Far more serious examples include surgeons who forget to make sure no sponges are left in a patient, or a police officer who leaves a loaded weapon in a public restroom. Leaving a child behind in a motor vehicle involves several processes in the brain, Diamond writes.
In his study article, he describes how the frontal and parietal cortices of the brain allow us to use stored information to make a plan and then carry out that plan in the future – routine cognitive activities we engage in many times a day.
The hippocampus, another region of the brain, is critical for allowing us to remember to retrieve a memory, including that a particular task has been completed. The basal ganglia, in turn, permits us to go into what Diamond refers to as “autopilot” mode – habitual behaviour familiar to many busy parents and caretakers of young children.
However, many factors can interfere with these processes, including stress, interruptions, multitasking and sleep deprivation, all of which are common to most parents.
According to Diamond, a lack of visual or verbal reminders, like a diaper bag left out of sight in the boot, or a silent, sleeping child rather than a cooing or babbling one, may increase the chances that a youngster could be forgotten in the back seat of a car.
Front airbags are now routine in cars, so children’s car seats are placed in the back seat, also making them less visible to drivers.
In addition, during the prospective memory process, the hippocampus needs to be reactivated at the right time, often by a reminder cue or activity, for the memory process to be successful. Otherwise, “awareness of the intention may be lost”, according to the study.
Diamond’s study also looked at the role of false memories in cases of children left in cars. In those cases, the brain may create a false memory, perhaps based on a habitual activity. So if a child is usually at day care, the parent may forget that on this day, he or she actually picked up the baby early.
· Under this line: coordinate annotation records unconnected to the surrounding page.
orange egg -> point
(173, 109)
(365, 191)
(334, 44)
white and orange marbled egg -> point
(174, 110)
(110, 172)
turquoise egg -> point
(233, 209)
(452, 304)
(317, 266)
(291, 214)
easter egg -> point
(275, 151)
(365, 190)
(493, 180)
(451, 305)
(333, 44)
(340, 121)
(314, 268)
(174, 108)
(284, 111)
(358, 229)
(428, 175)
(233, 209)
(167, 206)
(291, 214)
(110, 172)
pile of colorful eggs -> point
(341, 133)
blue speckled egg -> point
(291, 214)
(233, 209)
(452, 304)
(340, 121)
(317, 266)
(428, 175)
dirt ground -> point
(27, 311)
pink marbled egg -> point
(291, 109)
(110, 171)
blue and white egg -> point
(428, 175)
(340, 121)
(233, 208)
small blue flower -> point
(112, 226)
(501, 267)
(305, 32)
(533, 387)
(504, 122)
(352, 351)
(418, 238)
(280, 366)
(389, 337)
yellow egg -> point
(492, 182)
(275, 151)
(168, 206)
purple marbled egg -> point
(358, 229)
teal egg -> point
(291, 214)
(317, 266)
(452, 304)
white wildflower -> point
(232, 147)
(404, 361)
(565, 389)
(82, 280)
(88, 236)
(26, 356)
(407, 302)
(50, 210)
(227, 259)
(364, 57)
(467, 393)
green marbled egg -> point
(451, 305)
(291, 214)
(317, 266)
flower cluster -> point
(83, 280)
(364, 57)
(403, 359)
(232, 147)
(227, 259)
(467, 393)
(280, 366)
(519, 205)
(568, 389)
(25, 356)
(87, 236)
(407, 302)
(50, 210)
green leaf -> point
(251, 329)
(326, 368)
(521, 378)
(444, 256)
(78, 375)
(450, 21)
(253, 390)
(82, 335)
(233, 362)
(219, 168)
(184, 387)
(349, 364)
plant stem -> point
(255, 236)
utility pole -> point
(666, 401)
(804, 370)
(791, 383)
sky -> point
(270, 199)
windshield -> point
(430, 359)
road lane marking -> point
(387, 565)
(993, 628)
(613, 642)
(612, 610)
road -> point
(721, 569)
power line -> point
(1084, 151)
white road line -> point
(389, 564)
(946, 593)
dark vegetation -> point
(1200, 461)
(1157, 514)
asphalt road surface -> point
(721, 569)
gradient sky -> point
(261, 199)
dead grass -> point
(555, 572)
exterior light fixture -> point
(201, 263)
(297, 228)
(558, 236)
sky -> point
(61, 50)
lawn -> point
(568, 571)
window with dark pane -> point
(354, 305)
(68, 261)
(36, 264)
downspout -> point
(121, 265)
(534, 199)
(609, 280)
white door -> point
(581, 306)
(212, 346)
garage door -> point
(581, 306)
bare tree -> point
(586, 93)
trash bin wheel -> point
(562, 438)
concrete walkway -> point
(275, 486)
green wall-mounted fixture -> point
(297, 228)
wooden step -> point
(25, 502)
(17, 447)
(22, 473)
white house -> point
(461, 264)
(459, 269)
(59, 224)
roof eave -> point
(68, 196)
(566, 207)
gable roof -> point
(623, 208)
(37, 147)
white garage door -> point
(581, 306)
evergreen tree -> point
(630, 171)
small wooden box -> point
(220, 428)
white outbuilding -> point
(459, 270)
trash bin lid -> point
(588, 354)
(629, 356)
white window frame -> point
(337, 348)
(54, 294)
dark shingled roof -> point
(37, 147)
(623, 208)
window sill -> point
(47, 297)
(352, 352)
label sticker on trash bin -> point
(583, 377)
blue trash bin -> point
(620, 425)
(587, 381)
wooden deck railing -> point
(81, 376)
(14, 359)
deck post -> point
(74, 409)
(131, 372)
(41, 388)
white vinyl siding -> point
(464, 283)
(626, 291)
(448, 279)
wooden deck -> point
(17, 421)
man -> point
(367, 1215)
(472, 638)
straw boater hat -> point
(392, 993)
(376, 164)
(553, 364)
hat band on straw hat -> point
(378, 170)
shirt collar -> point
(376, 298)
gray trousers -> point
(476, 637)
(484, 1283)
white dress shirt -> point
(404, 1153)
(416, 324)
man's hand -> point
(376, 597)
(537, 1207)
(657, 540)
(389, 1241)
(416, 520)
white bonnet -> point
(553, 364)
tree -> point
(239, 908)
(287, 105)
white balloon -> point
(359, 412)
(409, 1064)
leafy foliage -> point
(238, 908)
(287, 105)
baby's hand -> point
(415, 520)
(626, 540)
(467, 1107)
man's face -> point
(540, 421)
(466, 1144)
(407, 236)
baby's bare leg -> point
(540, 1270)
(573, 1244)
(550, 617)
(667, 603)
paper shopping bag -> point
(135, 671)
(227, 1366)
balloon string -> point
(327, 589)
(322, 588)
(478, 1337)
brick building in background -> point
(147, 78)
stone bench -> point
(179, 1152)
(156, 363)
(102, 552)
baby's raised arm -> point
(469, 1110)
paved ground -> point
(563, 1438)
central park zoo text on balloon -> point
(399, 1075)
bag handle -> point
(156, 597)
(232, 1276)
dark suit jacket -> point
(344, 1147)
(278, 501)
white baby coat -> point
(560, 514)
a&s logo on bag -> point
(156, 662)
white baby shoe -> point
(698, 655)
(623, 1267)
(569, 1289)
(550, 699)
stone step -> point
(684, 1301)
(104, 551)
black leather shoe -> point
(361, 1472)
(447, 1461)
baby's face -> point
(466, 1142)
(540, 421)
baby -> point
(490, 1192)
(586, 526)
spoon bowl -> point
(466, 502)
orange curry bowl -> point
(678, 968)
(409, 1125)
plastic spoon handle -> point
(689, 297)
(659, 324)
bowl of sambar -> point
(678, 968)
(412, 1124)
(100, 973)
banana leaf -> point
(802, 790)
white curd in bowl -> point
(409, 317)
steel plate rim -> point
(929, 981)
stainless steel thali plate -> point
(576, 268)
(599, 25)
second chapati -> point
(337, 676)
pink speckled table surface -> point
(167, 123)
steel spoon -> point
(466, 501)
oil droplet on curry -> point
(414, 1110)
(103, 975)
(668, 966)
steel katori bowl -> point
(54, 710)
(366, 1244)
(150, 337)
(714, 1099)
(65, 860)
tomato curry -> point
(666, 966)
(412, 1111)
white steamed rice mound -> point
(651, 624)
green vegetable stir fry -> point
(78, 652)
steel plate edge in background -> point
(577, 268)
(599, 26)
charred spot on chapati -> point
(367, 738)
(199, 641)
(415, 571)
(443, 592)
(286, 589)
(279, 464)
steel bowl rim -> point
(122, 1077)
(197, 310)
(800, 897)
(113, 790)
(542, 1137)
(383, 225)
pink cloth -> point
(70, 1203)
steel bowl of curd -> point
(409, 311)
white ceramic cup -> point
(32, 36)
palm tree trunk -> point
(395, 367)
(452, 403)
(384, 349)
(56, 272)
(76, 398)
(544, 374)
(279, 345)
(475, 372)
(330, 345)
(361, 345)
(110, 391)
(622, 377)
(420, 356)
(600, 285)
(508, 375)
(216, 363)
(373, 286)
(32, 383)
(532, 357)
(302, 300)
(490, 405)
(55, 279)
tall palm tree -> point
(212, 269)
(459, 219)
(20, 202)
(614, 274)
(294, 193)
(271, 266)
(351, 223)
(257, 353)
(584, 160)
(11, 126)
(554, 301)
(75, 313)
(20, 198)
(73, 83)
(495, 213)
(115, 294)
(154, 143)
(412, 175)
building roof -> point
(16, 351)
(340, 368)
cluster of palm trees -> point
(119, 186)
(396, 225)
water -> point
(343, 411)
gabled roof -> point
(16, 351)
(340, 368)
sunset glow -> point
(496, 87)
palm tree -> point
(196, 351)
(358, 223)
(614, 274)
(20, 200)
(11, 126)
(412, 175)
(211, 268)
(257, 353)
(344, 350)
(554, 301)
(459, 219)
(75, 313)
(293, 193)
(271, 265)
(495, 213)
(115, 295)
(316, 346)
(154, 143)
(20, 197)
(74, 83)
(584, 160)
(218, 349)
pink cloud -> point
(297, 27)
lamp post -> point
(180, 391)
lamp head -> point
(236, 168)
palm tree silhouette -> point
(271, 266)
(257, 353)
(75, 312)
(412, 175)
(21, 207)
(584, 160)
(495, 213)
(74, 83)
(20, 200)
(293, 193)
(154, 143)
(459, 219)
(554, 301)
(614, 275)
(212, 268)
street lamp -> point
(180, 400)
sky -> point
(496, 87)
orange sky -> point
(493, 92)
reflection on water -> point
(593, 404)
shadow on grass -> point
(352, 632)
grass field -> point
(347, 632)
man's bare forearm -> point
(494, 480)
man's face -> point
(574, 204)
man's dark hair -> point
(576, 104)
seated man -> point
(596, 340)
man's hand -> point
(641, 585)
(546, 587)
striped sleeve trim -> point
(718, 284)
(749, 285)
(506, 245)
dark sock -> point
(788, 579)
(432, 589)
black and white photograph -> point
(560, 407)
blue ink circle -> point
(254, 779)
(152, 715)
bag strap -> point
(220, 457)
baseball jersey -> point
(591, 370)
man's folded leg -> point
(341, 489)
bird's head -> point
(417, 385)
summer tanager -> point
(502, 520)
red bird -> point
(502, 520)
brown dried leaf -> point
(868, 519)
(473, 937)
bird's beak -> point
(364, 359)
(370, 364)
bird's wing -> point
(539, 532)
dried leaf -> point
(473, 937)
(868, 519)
According to the study, about 400 children in the US suffered heatstroke after being forgotten in hot cars as a result of prospective memory failure in the last 20 years.
However, as horrible as the outcomes can be, Diamond wrote, sometimes “when a child dies of heatstroke in a hot car, it is a public-health issue and a tragedy, but it is not a crime”.
Additional safeguards, such as safety features for new cars, need to be considered, he said.